Over the past decade, there have been considerable advances in developing transgenic mouse models of AD. The triple transgenic model of AD (3×Tg-AD), which harbours three mutant human genes (APPswe, PS1M146V, and tauP301L), has been one of the most thoroughly characterized. The 3×Tg-AD mice develop amyloid plaques and neurofibrillary pathology in a hierarchical manner in AD-relevant brain regions, manly the HIPP, cortex and amygdala. The 3×Tg-AD mice also develop age-related cognitive decline, impairment in synaptic plasticity and closely mimic the disease progression in humans.

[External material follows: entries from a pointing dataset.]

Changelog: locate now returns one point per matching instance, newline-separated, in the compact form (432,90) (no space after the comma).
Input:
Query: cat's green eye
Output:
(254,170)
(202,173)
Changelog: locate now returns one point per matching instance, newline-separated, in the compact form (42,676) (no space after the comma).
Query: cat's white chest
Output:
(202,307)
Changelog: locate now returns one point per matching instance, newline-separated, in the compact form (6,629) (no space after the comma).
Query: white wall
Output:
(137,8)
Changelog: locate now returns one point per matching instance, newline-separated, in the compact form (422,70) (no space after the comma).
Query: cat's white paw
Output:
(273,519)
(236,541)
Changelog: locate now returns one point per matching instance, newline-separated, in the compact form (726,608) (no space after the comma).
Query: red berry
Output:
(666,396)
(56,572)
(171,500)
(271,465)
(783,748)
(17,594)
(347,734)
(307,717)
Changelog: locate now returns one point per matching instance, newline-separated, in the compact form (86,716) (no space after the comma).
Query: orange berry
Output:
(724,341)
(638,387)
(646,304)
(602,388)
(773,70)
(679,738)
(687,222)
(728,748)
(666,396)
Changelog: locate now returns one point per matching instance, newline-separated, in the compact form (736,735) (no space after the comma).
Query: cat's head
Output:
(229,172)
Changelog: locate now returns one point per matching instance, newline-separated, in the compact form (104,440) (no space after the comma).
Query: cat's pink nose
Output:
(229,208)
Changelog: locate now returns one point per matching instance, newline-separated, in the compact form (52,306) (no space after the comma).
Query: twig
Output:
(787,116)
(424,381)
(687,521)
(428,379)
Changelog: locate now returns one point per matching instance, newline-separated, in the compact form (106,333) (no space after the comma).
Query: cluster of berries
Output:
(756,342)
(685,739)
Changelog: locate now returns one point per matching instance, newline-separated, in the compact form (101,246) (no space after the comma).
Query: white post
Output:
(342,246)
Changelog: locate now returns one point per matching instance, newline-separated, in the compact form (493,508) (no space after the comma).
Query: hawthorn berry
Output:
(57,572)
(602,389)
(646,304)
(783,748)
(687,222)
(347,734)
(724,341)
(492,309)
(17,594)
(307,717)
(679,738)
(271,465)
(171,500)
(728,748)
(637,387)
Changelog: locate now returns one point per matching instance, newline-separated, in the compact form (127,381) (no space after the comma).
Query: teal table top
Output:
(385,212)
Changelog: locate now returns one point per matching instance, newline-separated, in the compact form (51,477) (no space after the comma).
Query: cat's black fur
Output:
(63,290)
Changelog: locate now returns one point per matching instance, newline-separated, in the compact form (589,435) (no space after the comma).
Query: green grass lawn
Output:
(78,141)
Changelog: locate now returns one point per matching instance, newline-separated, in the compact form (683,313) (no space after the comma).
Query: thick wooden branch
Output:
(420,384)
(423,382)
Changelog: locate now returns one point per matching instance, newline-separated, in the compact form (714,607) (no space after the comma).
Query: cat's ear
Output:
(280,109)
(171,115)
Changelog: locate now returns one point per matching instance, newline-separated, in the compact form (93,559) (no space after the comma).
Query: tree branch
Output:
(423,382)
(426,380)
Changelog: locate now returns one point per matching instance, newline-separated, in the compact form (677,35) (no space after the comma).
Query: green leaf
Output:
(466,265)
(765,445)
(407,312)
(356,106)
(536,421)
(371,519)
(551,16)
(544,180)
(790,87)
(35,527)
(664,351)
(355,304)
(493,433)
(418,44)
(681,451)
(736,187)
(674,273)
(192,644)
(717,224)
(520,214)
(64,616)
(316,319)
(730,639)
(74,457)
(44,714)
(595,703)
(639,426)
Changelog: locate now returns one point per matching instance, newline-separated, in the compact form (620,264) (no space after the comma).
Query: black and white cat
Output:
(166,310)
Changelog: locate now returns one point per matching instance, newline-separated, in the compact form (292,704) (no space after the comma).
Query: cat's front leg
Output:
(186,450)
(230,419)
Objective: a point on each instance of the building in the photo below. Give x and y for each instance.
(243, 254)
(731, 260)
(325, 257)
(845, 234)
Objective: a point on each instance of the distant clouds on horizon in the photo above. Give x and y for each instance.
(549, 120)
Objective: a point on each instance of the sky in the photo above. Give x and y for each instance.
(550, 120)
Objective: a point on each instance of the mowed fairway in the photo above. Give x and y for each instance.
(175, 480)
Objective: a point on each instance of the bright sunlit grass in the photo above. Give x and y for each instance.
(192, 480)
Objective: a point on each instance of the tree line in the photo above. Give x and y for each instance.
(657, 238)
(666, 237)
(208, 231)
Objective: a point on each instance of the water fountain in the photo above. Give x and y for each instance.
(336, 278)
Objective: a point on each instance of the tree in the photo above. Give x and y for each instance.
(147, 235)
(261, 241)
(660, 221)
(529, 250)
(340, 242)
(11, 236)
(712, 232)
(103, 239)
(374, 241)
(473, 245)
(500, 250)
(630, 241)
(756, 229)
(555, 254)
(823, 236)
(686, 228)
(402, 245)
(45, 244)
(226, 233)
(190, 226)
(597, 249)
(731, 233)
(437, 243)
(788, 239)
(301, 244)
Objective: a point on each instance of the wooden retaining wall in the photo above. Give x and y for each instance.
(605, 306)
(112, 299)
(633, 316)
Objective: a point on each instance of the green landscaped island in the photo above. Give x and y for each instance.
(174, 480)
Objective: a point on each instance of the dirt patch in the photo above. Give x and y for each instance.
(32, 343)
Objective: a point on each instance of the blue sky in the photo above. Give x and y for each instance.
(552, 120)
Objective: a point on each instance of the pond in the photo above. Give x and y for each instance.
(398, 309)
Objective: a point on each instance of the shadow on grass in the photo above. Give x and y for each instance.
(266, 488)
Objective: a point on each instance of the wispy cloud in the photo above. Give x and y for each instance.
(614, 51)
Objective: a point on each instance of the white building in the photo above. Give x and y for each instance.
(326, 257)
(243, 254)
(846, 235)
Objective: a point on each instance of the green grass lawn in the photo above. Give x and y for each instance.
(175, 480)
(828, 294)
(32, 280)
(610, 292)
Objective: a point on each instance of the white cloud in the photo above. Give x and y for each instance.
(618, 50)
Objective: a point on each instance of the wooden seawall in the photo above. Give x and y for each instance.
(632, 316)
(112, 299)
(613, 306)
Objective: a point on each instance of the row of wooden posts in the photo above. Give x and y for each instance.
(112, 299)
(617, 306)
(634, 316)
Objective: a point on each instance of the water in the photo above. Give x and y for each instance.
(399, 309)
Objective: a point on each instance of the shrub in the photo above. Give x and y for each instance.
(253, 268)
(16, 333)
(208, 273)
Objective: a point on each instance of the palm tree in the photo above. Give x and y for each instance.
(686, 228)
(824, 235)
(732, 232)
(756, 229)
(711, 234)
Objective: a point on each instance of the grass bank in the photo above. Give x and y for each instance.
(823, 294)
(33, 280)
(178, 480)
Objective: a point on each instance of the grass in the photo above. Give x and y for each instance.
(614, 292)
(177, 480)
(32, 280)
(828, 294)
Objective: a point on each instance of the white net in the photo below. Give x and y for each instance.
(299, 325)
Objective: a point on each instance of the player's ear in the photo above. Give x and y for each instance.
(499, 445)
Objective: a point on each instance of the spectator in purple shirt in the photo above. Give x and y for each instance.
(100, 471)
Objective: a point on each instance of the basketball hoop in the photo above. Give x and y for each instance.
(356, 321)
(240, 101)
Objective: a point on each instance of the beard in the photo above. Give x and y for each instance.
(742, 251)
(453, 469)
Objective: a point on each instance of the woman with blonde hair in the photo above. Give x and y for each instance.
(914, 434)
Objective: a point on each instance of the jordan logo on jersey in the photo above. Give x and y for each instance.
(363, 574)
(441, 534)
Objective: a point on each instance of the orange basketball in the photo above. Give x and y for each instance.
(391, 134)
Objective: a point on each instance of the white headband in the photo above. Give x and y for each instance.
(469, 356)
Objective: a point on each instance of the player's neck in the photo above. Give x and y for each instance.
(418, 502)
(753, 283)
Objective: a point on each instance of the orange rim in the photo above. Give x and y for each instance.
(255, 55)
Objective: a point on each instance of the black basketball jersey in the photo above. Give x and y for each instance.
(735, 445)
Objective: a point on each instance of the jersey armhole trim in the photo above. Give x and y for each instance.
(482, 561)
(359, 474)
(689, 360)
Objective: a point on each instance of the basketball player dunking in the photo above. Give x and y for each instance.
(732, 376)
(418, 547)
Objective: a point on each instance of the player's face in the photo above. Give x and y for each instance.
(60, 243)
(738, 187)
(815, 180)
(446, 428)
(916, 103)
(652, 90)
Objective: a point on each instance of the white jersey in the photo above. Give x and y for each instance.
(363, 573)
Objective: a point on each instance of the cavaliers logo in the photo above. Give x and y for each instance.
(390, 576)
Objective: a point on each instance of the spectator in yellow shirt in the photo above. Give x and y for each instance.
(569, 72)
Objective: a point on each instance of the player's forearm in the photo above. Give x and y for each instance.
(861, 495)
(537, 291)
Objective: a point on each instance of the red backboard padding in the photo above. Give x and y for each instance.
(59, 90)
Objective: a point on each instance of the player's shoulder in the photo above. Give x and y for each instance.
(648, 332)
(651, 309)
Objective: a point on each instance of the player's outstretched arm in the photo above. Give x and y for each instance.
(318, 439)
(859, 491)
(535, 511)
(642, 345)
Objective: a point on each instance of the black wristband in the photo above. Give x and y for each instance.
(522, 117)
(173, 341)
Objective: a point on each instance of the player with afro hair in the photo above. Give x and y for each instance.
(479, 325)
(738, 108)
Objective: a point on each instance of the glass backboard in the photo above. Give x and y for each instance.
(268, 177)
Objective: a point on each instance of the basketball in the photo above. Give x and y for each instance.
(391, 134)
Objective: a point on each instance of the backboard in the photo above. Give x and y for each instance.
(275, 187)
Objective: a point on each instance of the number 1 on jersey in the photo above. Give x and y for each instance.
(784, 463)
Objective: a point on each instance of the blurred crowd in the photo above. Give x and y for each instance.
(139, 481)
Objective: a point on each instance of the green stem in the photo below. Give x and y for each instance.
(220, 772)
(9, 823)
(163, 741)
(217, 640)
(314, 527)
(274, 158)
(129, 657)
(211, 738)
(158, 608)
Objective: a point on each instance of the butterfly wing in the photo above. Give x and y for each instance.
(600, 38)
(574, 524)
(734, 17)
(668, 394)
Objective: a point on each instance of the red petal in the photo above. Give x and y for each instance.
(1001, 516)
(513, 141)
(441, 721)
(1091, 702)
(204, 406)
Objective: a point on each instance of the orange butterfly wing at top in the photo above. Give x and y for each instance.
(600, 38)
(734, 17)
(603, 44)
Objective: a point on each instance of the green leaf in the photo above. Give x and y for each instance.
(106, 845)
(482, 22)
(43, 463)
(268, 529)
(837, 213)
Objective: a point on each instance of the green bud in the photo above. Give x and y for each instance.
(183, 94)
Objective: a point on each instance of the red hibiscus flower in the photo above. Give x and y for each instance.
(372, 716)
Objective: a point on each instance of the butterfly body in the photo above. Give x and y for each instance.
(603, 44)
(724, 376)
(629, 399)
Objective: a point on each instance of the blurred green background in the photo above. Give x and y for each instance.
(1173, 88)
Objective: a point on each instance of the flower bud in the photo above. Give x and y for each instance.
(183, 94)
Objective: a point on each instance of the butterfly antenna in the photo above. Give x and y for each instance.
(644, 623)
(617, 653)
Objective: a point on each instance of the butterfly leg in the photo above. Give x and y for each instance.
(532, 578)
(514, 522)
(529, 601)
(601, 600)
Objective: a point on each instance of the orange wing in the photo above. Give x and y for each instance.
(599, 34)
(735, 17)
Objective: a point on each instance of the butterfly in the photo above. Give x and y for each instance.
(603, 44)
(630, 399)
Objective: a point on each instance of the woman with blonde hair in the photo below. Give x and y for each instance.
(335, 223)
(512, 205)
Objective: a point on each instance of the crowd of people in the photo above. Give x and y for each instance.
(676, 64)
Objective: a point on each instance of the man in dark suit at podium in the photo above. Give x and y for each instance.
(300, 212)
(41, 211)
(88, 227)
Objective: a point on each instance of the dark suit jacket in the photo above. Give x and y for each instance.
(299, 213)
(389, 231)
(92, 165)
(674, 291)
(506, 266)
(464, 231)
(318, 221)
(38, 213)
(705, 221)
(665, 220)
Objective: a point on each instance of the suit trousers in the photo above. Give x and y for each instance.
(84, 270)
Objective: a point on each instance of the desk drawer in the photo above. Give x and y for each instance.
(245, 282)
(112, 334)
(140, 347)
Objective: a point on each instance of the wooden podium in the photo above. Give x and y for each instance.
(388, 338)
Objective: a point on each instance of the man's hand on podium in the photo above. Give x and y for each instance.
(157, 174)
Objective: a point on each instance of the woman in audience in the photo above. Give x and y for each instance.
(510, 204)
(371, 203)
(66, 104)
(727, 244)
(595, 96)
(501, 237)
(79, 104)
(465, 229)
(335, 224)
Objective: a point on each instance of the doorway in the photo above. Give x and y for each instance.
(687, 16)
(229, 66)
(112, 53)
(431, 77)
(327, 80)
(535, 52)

In this study, deficits in glutamate neurotransmission and mitochondrial functions were detected in the frontal cortex (FC) and hippopcampus (HIPP) of aged 3×Tg-AD mice, compared to their wild-type littermates (Non-Tg). Likewise, basal levels of glutamate and vesicular glutamate transporter 1 (VGLUT1) expression were reduced in both areas. Cortical glutamate release responded to K+-stimulation, whereas no peak release was observed in the HIPP of mutant mice. Synaptosomal-associated protein 25 (SNAP-25) and other glutamate transporters such as glutamate/aspartate transporter (GLAST), glutamate transporter 1 (GLT1) and excitatory amino acid carrier 1 (EAAC1) were reduced in HIPP homogenates, and the ATP content was also found to be lower; in contrast, GLT1 and glial fibrillary acidic protein (GFAP) were found to be higher in the FC. The rate of complex-I and complex-II respiration was reduced in mitochondria in the FC, as was the membrane potential, but no proton leak and no alteration of F0F1-ATPase activity were observed. In contrast, mitochondrial complex-I respiration was significantly increased in the HIPP of 3×Tg-AD mice, together with mitochondrial proton leak and marked loss of F0F1-ATPase activity. These data suggest that impairments of mitochondrial bioenergetics might sustain the failure in the energy-requiring glutamatergic transmission.